Post-training, a critical examination of the effectiveness of the LoRA models is imperative. This stage is where you discern which model aligns most closely with your expectations and project goals. Here’s a streamlined process to systematically evaluate each model through intuitive image generation tests.

Organizing the LoRA Files

1️⃣ File Renaming for Clarity: Begin by renaming the last generated LoRA file for better management and analysis. Labeling it as “LoRA #10”, for instance, clarifies its position in the sequence of saved models, facilitating easier comparison and evaluation.

2️⃣ Centralizing LoRA Files: Migrate all the LoRA files into a commonly accessed LoRA folder within the A1111. This step ensures smooth access to each model during the testing phase, allowing for a seamless transition between different models.

Executing Tests on A1111

1️⃣ Prompt Setup: Access the A1111 interface and input the desired prompt for image generation, adjusting the basic settings to suit your testing parameters.

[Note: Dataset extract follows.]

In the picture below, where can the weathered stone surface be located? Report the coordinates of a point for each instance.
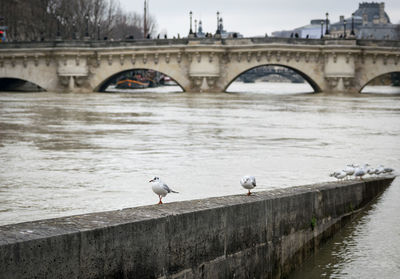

2️⃣ Selecting LoRA Models for Test: Kick off the testing phase by selecting one of the freshly trained and migrated LoRA files, for example, “LoRA #1”.

3️⃣ Engaging in Comparative Testing with “XYZ Plot”:

Utilize the “XYZ plot” function available in the script options at the page’s bottom.
For the “X Type”, opt for “prompt search/replace” and sequentially enter different LoRA file numbers into “X Value”. This ensures the generation of images from the specified LoRA files in an orderly manner.

Similarly, choose “prompt search/replace” for “Y Type” and populate “Y Value” with varying LoRA weights, examining how each file responds to these adjustments.

4️⃣ Image Generation and Analysis: With all parameters set, initiate the image generation by hitting the “generate” button. This action produces a plot showcasing the performance of each LoRA file under the distinct weights, as preconfigured.

Evaluating the Outcomes

Horizontal Examination: Study the generated plot for a side-by-side comparison of the different LoRA files. This analysis helps identify the model that most accurately captures the intended character’s features and achieves the highest image quality.

Vertical Analysis: This approach focuses on the performance of individual LoRA files across various weight settings. It’s instrumental in pinpointing the most effective weight parameters for each model.

Conclusion

This comprehensive guide equips you with the knowledge to train a high-quality real-life LoRA model. As you navigate the intricacies of dataset preparation, parameter tuning, and result evaluation, remember that the landscape of LoRA training is ever-evolving. Embrace this guide as a foundation for creating visually stunning images, and share your successes with the community. Your support and engagement fuel this journey, and together, we can push the boundaries of what’s possible with LoRA.